Kirkus Reviews QR Code
KILLING CASSIDY by Jeanne M. Dams

KILLING CASSIDY

by Jeanne M. Dams

Pub Date: Dec. 7th, 2000
ISBN: 0-8027-3347-6
Publisher: Walker

Comfortably settled in Sherebury, England, with her second husband Alan, a retired police inspector, former schoolmarm Dorothy Martin is unsettled at the posthumous request that arrives in the post: Would she return to Hillsburg, Indiana, the letter writer pleads, and find out who killed him? Since the man asking, nonagenarian Kevin Cassidy, was a close friend of her late husband and, like him, a professor at Randolph University, Dorothy, with Alan beside her, is soon flying back to the States, where nothing is exactly as she remembers it. Charming banks have become inglorious parking lots, and former students are all grown up and toiling in the police department, the hospital human resources department, and the county clerk’s record room. Even more unsettling, nobody except Dorothy and Alan seems to think Cassidy passed away from anything but pneumonia. Treading circumspectly, they question Cassidy’s closest neighbors, disturbed Vietnam vet Jerry and development-picketing pharmacist Hannah, then delve into the backgrounds of a doctor, a scamming preacher, and a close-mouthed lawyer.

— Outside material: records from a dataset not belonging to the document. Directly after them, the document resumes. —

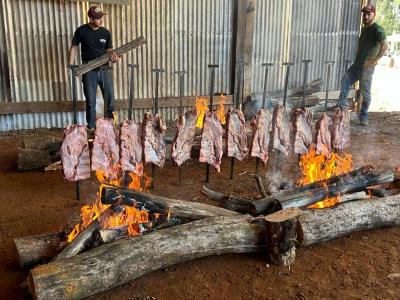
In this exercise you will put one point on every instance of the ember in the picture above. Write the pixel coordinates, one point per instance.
(127, 216)
(317, 167)
(202, 108)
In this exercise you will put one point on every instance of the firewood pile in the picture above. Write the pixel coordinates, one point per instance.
(98, 259)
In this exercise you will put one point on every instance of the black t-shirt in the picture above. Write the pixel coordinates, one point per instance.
(93, 42)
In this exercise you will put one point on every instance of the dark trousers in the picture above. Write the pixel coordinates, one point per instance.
(365, 78)
(103, 78)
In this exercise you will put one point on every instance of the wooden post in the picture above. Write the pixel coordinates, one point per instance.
(244, 12)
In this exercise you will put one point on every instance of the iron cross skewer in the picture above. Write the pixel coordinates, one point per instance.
(155, 111)
(212, 79)
(181, 82)
(75, 113)
(288, 65)
(237, 101)
(328, 78)
(267, 66)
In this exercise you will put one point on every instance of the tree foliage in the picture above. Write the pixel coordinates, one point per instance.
(388, 15)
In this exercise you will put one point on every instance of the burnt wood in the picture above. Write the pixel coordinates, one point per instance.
(38, 249)
(116, 263)
(178, 208)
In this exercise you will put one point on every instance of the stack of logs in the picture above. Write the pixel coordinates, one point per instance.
(274, 224)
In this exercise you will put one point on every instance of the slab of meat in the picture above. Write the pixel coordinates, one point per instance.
(281, 129)
(262, 126)
(303, 130)
(131, 147)
(323, 135)
(340, 129)
(211, 141)
(153, 130)
(236, 137)
(105, 154)
(75, 153)
(183, 141)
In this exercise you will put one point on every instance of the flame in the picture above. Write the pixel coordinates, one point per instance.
(129, 216)
(202, 108)
(317, 167)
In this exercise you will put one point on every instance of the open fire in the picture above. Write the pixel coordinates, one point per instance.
(202, 108)
(128, 217)
(317, 167)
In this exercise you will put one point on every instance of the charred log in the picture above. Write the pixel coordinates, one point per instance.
(179, 208)
(320, 225)
(37, 249)
(119, 262)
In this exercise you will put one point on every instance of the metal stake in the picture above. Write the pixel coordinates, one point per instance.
(238, 101)
(328, 77)
(75, 113)
(287, 64)
(155, 111)
(180, 76)
(212, 79)
(267, 65)
(305, 75)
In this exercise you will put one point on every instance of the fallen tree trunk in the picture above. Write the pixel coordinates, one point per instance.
(307, 198)
(319, 225)
(38, 249)
(178, 208)
(119, 262)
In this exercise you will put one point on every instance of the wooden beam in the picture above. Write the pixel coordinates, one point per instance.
(65, 106)
(245, 13)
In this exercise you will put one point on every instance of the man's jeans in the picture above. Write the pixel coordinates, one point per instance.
(365, 78)
(90, 80)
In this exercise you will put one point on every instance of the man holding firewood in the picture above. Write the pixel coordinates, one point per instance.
(95, 41)
(372, 45)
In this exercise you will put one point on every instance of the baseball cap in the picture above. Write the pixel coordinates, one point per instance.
(95, 12)
(369, 8)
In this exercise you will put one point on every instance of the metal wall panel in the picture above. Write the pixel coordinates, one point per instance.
(181, 35)
(320, 30)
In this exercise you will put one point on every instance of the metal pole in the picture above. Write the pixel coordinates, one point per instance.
(180, 76)
(328, 77)
(75, 113)
(155, 111)
(266, 65)
(131, 89)
(212, 78)
(287, 64)
(237, 102)
(305, 62)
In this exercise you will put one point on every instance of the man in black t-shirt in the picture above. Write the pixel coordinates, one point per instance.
(95, 41)
(372, 45)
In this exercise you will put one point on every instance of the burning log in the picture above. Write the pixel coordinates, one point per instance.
(119, 262)
(320, 225)
(178, 208)
(36, 249)
(306, 198)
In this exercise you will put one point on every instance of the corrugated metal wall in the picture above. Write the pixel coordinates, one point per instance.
(294, 30)
(181, 34)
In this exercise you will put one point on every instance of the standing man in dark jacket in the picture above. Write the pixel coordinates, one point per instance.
(95, 41)
(372, 45)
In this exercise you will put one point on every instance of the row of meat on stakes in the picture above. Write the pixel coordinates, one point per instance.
(282, 129)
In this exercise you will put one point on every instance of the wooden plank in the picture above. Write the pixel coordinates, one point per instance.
(65, 106)
(122, 2)
(334, 95)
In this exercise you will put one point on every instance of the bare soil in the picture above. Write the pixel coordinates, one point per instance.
(365, 265)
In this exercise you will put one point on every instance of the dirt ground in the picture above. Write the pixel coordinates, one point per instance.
(364, 265)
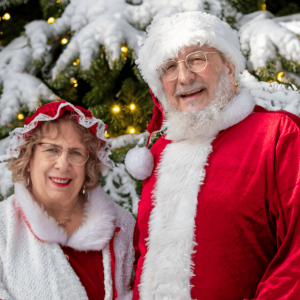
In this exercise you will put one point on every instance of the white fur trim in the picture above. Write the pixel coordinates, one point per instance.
(139, 162)
(168, 266)
(172, 30)
(17, 135)
(95, 232)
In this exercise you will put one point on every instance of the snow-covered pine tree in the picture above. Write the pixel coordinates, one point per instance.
(84, 51)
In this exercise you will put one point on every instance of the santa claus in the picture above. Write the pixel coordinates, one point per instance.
(219, 216)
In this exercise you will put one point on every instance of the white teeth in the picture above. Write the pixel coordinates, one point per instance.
(60, 181)
(184, 95)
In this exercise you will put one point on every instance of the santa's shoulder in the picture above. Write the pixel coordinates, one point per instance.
(280, 121)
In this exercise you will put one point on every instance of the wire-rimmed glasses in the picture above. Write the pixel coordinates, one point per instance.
(196, 62)
(76, 156)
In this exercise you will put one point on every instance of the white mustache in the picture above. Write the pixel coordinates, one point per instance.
(189, 89)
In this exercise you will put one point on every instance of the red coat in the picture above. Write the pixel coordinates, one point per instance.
(247, 219)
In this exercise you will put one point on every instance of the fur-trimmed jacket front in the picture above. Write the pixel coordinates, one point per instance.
(32, 263)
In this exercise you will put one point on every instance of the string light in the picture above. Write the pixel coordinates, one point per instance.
(6, 16)
(64, 41)
(124, 49)
(73, 80)
(279, 76)
(20, 117)
(116, 109)
(131, 130)
(76, 62)
(51, 20)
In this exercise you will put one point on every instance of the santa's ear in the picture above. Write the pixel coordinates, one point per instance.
(230, 68)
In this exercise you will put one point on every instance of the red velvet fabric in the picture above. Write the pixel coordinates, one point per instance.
(50, 109)
(247, 225)
(88, 267)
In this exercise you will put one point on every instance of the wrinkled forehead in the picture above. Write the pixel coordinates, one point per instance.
(57, 128)
(194, 48)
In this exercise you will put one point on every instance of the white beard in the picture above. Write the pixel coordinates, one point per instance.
(198, 123)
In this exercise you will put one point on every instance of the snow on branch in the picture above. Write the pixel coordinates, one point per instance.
(110, 30)
(19, 88)
(272, 96)
(262, 37)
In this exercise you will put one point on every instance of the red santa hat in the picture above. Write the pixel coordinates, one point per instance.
(53, 111)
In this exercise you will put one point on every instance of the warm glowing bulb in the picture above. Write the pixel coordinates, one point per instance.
(51, 20)
(20, 116)
(6, 16)
(279, 76)
(131, 130)
(73, 80)
(64, 41)
(124, 49)
(116, 109)
(76, 62)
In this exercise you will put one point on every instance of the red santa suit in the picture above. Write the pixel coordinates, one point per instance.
(219, 217)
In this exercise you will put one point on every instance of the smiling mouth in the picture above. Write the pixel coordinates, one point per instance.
(60, 181)
(192, 93)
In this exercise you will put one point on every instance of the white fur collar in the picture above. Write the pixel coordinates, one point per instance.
(95, 232)
(168, 266)
(235, 111)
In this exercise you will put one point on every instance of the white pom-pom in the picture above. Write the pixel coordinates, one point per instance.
(139, 162)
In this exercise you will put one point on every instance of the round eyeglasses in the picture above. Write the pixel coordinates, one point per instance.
(76, 156)
(196, 62)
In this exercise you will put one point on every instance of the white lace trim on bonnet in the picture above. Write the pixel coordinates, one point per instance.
(17, 135)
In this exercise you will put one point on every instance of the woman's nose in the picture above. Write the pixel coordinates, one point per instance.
(63, 161)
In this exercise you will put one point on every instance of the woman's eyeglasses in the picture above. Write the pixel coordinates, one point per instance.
(76, 156)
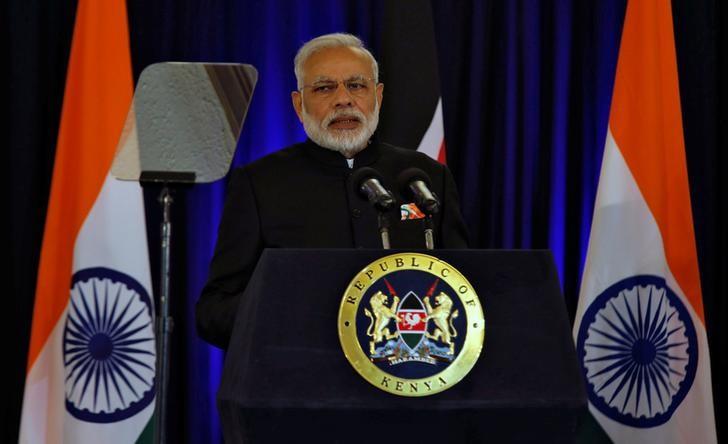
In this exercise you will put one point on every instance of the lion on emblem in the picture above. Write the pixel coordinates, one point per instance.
(440, 315)
(378, 330)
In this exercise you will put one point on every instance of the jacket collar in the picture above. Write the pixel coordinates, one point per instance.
(365, 157)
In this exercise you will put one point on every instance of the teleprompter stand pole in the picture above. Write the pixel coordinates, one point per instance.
(164, 321)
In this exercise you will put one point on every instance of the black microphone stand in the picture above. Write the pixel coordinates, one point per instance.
(429, 233)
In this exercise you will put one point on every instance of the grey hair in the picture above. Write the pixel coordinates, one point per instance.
(336, 40)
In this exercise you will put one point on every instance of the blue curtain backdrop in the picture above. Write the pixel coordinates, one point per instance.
(526, 87)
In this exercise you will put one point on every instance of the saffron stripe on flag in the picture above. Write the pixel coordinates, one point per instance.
(91, 361)
(639, 327)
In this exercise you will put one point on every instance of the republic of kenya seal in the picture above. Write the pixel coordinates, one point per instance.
(411, 324)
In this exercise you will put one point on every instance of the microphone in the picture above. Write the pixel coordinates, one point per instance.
(415, 184)
(368, 182)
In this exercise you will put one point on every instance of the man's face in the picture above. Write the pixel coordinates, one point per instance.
(339, 102)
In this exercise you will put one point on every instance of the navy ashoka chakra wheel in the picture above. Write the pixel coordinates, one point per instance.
(638, 350)
(108, 347)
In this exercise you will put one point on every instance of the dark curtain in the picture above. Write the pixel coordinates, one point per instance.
(526, 87)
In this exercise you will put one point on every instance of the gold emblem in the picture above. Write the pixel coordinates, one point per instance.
(411, 324)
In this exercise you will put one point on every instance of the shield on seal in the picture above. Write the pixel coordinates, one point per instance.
(412, 320)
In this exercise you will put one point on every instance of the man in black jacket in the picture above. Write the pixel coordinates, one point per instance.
(302, 195)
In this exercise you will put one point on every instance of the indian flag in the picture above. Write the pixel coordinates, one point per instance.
(639, 328)
(91, 362)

Jerry dies, the doctor takes it on the lam, and a series of loans Cassidy made to pals in need seems to indicate a motive—all of which leads to a timely suicide.

Like its predecessors (The Victim in Victoria Station, 1999, etc.), low-key and leisurely, with charming insights on revisiting one's past, the love life of the less-young, and the furor aroused in Indiana by a Notre Dame football game.